Ohio State basketball power rankings: No. 1 Kaleb Wesson
Ohio State will open its 2019-20 men's basketball season by hosting Cincinnati for the first time in nearly 98 years. The Buckeyes and Bearcats will meet Wednesday in Value City Arena, marking only the 12th time the in-state programs have met and the second time in as many years that they’ve played each other within state lines after having not done so since 1921. In preparation for the start of the season, The Dispatch is counting down with power rankings for each member of the Ohio State roster.
These rankings are an educated guess at which players will have the most significant on-court impact during the course of the season.
No. 1: Kaleb Wesson
Height/weight: 6 feet 9 / 255 pounds
Jersey number: 34
Background: A local product from Westerville South, Wesson committed to Ohio State’s class of 2017 during the summer of 2015. A four-star recruit in the 247Sports.com composite rankings, Wesson was the top recruit from Ohio, the No. 6 center in the nation and overall No. 75 prospect. His father, Keith, played for the Buckeyes from 1983-87, and his older brother, Andre, is a senior on the team.
2018-19 stats: In 32 games including 31 starts, Wesson averaged a team-high 14.6 points and 6.9 rebounds. He shot 50.0 percent from the field (156 for 312), 34.7 percent from three (26 for 75) and 73.4 percent (130 for 177) from the free-throw line. Wesson had six double-doubles. He drew an average of 6.9 fouls per 40 minutes, the 17th-best mark in the nation.
Career stats: Wesson has played in 65 games for the Buckeyes and made 61 starts while averaging 12.4 points and 5.9 rebounds per game. He’s a career 52.5 percent shooter from the floor.
Need to know: His jersey number is a nod to both his father, who wore 43, and two centers he enjoyed watching as a child: Hakeem Olajuwan and Shaquille O’Neal. Wesson was named to the Big Ten’s all-freshman team after averaging 10.2 points and 4.9 rebounds and helping the Buckeyes to a second-place Big Ten finish. He returned for his junior season after testing the NBA waters and earning workouts with the Atlanta Hawks and Boston Celtics. As far as current NBA players, Wesson said he sees players such as Nikola Jokic and DeMarcus Cousins as inspiration.
2018-19 recap: The focal point of the Ohio State offense, Wesson was the conduit through which the attack flowed. He announced himself with 15 points in a season-opening win at Cincinnati and eventually enjoyed a 12-game stretch of scoring in double figures, one that included a career-high 31-point effort against Youngstown State. With few other players capable of carrying the offense, Wesson showed an expanded overall game that included a three-point shot and attempted more than five times the number of threes than as a freshman. The increased attention from opposing defenses also found him on the wrong side of the whistles, and he fouled out of five games while averaging 3.2 fouls per game. He was suspended for the final three games of the regular season but returned in a big way, averaging 15.0 points and 8.5 rebounds in his final four games, all in the postseason.
2019-20 outlook: When the Buckeyes warmed up for Wednesday night’s exhibition against Cedarville, Wesson was among the four players at center court representing the team as captains. He enters his junior season not only as the face of the program and the most accomplished player but as a team leader.

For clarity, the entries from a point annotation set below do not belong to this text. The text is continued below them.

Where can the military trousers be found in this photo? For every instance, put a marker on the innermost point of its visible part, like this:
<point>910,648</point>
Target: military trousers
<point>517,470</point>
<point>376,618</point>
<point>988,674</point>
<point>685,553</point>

There is more talent around Wesson than last year, but he remains the first option on offense thanks to his impressive work during the offseason. Within a week after the end of last season, he was in the gym with his trainer focused on overhauling his body. He dropped more than 30 pounds before the start of the summer, allowing him to play with greater pace and explosiveness and in more situations. Away from the court, multiple sources in and around the program have unanimously commended him for his maturity and willingness to accept a significant leadership role on a youthful roster.
The weight loss will allow Wesson to spend more time on the floor and should help him cut down on his fouls. He’ll be better able to defend on the perimeter, will likely attempt and make more threes than a season ago and should have a few more dunks in him.

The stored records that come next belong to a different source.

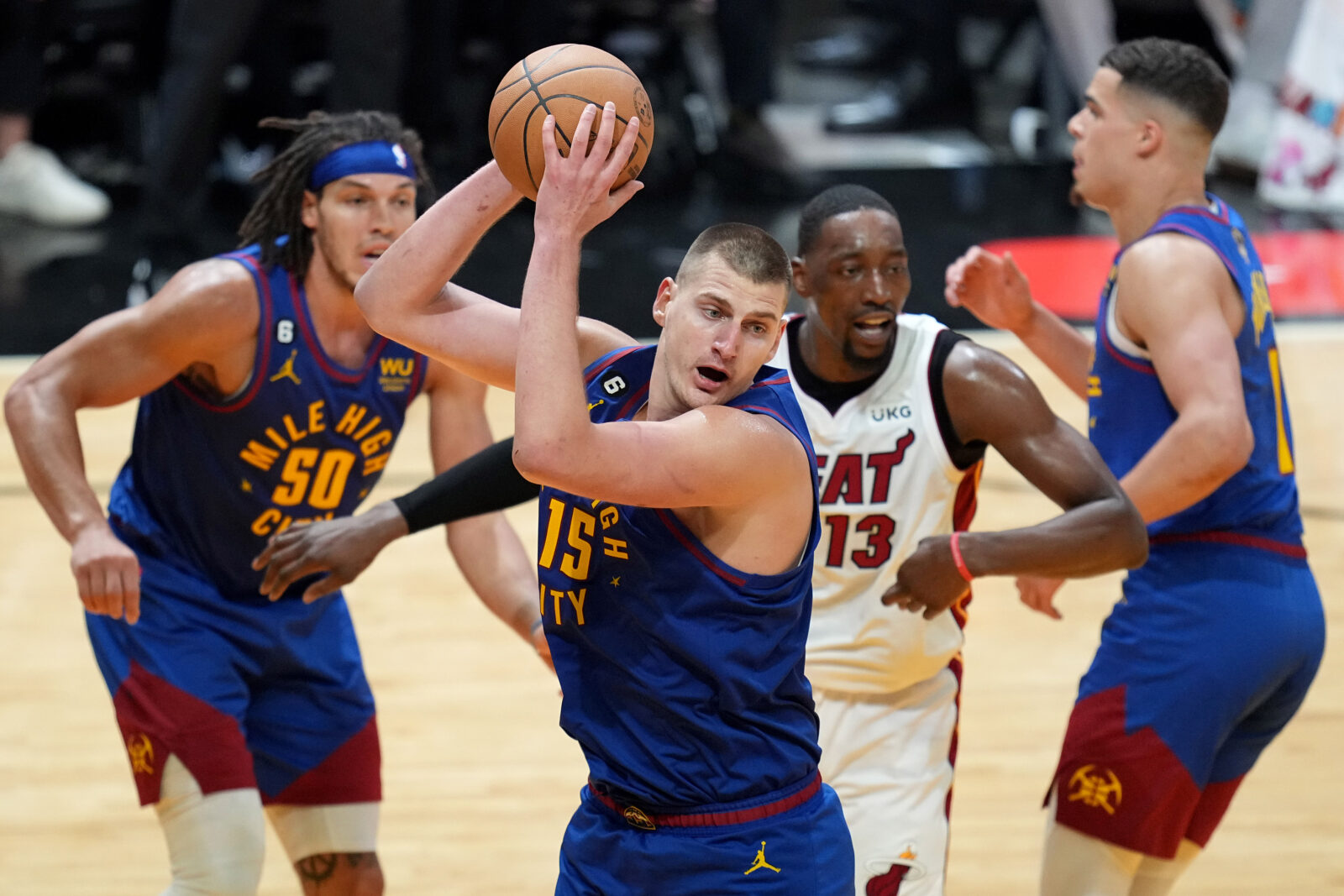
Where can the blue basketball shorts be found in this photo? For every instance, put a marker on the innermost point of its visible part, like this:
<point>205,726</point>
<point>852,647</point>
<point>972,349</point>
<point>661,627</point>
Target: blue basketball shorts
<point>1203,661</point>
<point>790,842</point>
<point>246,694</point>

“I just feel like I took a step as far as my game goes, being able to expand my range, being able to work from the NBA three-point range I feel like helped me a lot as far as adjusting to our new three-point line,” he said. “Coach is giving me more freedom out there to play on the perimeter, making passes, dribbling the ball a little bit more.”
If he puts it all together, Wesson is a legitimate first-team all-Big Ten candidate. He was a unanimous pick for the 10-member preseason team. And this might very well be his last season in Columbus, because an NBA job will likely be waiting.